The idea that government can act as employer of last resort is as old as the stars. Pericles implemented the idea 2,500 years ago in Ancient Greece.

And certainly there is nothing in theory to stop governments offering SOME FORM OF EMPLOYMENT to every single unemployed individual. Although were the idea taken that far, particularly at times of high unemployment like the present, some of the jobs created would be near fatuous: everything suffers from diminishing returns.

Numerous acronyms are used to refer to the above idea. I’ll use “JG” (short for Job Guarantee).

Two questions are addressed below. First, should JG employees be allocated to SPECIALLY SET UP projects or “employers” (as per the WPA in the US in the 1930s). Or should the employees to allocated to EXISTING EMPLOYERS (as per the UK’s “Work Programme”).

Second, should the system be confined to the public sector.


Specially set up employers.

The big problem with specially set up employers is thus.

In addition to employing those for whom JG is designed (the recently unemployed and not desperately skilled), some minimum amount of capital equipment, permanent skilled labour and materials must be employed. (I’ll refer to the latter factors of production as Other Factors of Production (OFP)).

If the amount of OFP employed is a bare minimum, then JG will be extremely inefficient compared to normal employers (public or private sector). On the other hand, the more the amount of OFP is increased, the more JG becomes indistinguishable from existing employers!

Ergo JG people might as well be allocated to existing employers.


Public versus private employers.

The big attraction of confining JG to the public sector (though JG advocates don’t seem to spell this out very often) is that no extra demand is needed to bring JG jobs into being. Thus there is no limit to the number of JG jobs that can be created – and they can be created without exacerbating inflation.

But there is a problem there as follows.

If the economy has significant spare capacity, there is no point in dealing with excess unemployment via JG: a straight rise in demand would be better. So JG really comes into its own when the economy is at capacity and unemployment is at the supposed minimum: 3-5% or whatever.

Now if unemployment is at the level at which further demand will be inflationary, then JG cannot spend any money on OFP, nor can it pay wages to JG employees that are above what they are getting anyway: benefits. Any such payments constitute an injection, or an increase in demand.

However, there is a simple solution to that problem: allocate JG people to existing employers and for free or at a heavily subsidised rate. That should induce employers to increase the amount of relatively unskilled labour they employ, while the amount of OFP they employ remains constant.

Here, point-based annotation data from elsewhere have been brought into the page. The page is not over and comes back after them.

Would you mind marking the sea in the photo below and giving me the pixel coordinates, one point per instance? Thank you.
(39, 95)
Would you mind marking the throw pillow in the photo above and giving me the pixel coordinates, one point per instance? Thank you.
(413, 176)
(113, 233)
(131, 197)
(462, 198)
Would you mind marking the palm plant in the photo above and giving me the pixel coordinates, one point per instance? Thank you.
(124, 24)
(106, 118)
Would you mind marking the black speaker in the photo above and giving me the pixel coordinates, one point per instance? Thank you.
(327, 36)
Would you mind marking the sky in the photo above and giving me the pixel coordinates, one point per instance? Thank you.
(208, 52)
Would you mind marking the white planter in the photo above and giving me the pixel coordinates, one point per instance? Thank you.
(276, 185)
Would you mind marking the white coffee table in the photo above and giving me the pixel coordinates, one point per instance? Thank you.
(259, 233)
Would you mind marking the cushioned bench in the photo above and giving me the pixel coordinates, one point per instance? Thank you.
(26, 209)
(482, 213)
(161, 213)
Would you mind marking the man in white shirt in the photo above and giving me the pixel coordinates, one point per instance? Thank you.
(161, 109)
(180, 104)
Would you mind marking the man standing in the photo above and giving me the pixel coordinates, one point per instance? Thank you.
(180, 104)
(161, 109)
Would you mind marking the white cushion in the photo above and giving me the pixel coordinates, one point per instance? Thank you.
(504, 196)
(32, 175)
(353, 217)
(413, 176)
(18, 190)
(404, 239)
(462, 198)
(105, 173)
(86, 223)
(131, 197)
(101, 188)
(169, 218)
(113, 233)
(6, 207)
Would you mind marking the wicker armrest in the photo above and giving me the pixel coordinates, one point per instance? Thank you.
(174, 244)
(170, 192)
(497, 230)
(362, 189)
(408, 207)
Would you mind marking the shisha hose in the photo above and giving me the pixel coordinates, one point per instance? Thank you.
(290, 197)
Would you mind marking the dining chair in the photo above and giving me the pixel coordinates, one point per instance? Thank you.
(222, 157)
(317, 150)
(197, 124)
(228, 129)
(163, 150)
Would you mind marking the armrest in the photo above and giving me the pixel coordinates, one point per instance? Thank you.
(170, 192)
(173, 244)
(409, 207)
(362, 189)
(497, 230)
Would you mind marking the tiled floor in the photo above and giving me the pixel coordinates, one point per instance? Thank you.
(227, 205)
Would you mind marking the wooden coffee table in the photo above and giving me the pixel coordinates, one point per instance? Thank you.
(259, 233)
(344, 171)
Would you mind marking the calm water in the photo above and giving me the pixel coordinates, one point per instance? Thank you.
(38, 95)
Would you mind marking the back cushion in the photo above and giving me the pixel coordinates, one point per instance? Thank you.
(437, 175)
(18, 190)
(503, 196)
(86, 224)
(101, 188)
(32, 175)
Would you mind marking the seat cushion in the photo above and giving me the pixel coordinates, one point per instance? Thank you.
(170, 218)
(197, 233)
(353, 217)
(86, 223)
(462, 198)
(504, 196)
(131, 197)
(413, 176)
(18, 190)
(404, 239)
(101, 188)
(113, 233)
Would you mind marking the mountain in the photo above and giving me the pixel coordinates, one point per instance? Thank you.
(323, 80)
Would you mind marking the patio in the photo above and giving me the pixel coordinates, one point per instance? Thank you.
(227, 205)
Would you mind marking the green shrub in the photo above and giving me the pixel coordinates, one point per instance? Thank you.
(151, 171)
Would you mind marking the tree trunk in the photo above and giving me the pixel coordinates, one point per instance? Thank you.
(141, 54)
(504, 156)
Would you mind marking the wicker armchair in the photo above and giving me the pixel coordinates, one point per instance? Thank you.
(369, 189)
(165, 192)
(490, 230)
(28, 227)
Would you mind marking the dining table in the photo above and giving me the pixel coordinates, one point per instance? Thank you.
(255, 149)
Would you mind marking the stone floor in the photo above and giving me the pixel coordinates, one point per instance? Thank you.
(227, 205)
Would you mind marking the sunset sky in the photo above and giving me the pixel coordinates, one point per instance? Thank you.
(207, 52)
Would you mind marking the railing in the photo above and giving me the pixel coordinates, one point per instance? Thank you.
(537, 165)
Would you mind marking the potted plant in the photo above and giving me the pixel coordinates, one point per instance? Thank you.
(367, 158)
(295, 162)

At least there is an inducement there for employers to expand the amount of relatively unskilled labour they employ relative to the amount of OFP they employ.

But if JG people are allocated to PRIVATE SECTOR employers, and assuming as per the latter paragraph that employers are induced to employ just additional relatively unskilled people and no extra OFP, then we get exactly the same result: little or no extra inflation! Reason is that inflation stems from demand for OFP, not from demand for the relatively unskilled: members of the dole queue.


Other advantages of private sector JG.

First, the private sector is better at employing the relatively unskilled than the public sector: how many unskilled people can a public sector hospital, tax office or school employ? In contrast, dishing out hamburgers, stacking supermarket shelves or labouring on a building site requires less skill.

Second, the evidence is that temporary subsidised jobs in the private sector result in better subsequent employment chances and histories than temporary subsidised jobs in the public sector (see here and here).


Conclusion.

The UK’s Work Programme is on the right lines, though obviously there are plenty of criticisms that can be made of it. For example paying less than the legal minimum hourly rate is an oddity. Are we supposed to have a legal minimum hourly wage or not in Britain?